Je m’éveille et me lève et marche.
 
Et j’entre
Dans le jardin de quand j’avais DIX ans,
Qui ne fut qu’une allée, bien courte, entre deux masses
De terre mal remuée, où les averses
Laissent longtemps des flaques où se prirent
Les premières lumières que j’aie aimées.
 
Mais c’est la nuit maintenant, je suis seul,
Les êtres que j’ai connus dans ces années
Parlent là-haut et rient, dans une salle
Dont tombe la lueur sur l’allée ; et je sais
Que les mots que j’ai dits, décidant parfois
De ma vie, sont ce sol, cette terre noire.
 
Autour de moi le dédale, infini,
D’autres menus jardins avec leurs serres
Défaites, leurs tuyaux sur des plates-bandes
Derrière des barrières, leurs appentis
Où des meubles cassés, des portraits sans cadre,
Des brocs, et parfois des miroirs comme à l’aguet
Sous des bâches, prêts à s’ouvrir aux feux qui passent,
 
Furent aussi, hors du temps, ma première
Conscience de ce monde où l’on va seul.
Vais-je pouvoir reprendre à la glaise dure
Ces bouts de fer rouilles, ces éclats de verre,
Ces morceaux de charbon ?
 
Agenouillé,
Je détache de l’infini l’inexistence
Et j’en fais des figures, d’une main
Que je distingue mal, tant est la nuit
Précipitée, violente par les mondes.
Que lointaine est ici l’aube du signe !
J’ébauche une constellation mais tout se perd.
 
II
 
Et je lève les yeux, je l’ose enfin,
Et je vois devant moi, dans le ciel nu,
Passer la barque qui revint, parfois sans lumière,
Dans tant des rêves qui miroitent dans le sable
De la très longue rive de cette nuit.
 
Je regarde la barque, qui hésite.
Elle a tourné comme si des chemins
Se dessinaient pour elle sur la houle
Qui parcourt doucement, brisant l’écume,
L’immensité de l’ombre de l’étoile.
 
Et qui sont-ils, à bord ?
Un homme, une femme
Qui se détachent noirs de la fumée
D’un feu qu’ils entretiennent à la proue.

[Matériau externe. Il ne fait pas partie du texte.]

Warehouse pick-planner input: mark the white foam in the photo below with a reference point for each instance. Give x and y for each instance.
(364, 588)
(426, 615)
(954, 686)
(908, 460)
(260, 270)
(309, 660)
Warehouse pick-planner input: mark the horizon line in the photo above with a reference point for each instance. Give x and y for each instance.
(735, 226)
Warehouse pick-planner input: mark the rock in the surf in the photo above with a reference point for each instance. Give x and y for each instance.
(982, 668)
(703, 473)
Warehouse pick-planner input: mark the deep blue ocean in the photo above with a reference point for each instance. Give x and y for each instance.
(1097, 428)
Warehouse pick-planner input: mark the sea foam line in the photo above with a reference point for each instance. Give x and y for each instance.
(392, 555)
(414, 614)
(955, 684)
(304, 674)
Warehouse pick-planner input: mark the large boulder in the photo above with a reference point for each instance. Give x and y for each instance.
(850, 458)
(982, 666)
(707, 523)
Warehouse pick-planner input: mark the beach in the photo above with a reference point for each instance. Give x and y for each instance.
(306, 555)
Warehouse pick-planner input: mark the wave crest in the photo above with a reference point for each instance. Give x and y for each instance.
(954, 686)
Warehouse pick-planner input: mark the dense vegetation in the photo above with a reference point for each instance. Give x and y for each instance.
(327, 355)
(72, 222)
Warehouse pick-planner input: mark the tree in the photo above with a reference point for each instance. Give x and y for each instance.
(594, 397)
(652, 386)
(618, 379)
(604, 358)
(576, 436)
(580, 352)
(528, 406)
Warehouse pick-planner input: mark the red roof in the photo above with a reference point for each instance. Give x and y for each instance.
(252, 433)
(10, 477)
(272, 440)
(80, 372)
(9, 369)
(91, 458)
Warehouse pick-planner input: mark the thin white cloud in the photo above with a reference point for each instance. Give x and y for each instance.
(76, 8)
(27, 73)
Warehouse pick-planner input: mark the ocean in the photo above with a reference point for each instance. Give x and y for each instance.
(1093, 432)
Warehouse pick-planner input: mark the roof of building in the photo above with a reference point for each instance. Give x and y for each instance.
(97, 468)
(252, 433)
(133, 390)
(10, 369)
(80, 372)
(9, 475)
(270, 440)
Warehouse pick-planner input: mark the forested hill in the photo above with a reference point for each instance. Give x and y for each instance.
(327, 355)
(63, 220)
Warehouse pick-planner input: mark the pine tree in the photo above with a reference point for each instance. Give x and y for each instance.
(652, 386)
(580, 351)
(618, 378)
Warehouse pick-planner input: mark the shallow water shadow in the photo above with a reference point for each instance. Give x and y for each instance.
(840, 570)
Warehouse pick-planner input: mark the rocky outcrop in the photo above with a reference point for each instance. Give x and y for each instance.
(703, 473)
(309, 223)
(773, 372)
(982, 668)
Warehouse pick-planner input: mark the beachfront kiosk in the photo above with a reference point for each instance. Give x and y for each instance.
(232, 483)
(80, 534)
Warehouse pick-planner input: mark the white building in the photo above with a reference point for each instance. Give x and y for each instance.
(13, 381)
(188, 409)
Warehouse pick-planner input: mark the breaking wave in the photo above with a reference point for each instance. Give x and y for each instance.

De l’homme, de la femme le désir
Est donc ce feu au dédale des inondes.
 
III
 
Je referme les yeux.
Et m’apparaît
Maintenant, dans le flux de la mémoire,
Une coupe de terre rouge, dont des flammes
Débordent sur la main qui la soulève
Au-dessus de la barque qui s’éloigne.
 
Et c’est là un enfant, qui me demande
De m’approcher, mais il est dans un arbre,
Les reflets s’enchevêtrent dans les branches.
 
Qui es-tu ? dis-je.
Et lui à moi, riant :
 
Qui es-tu ?
Puisque tu ne sais pas souffler la flamme.
 
Qui es-tu ?
Vois, moi je souffle le monde,
Il fera nuit, je ne te verrai plus,
Veux-tu que ne nous reste que la lumière ? -
Mais je ne sais répondre, de par un charme
Qui m’a étreint, de plus loin que l’enfance.
 
IV
 
Et je m’éloigne et vais vers le rivage.
La barque, et d’autres barques, y sont venues.
Mais tout y est silence, même l’eau claire.
Les figures de proue ont les yeux encore
Clos, à l’avant de ces lumières closes.
 
Et les rameurs sont endormis, le front
Dans leurs bras repliés en dehors des siècles.
La marque sur leur épaule, rouge sang,
Tristement brille encore, dans la brume
Que ne dissipe pas le vent de l’aube.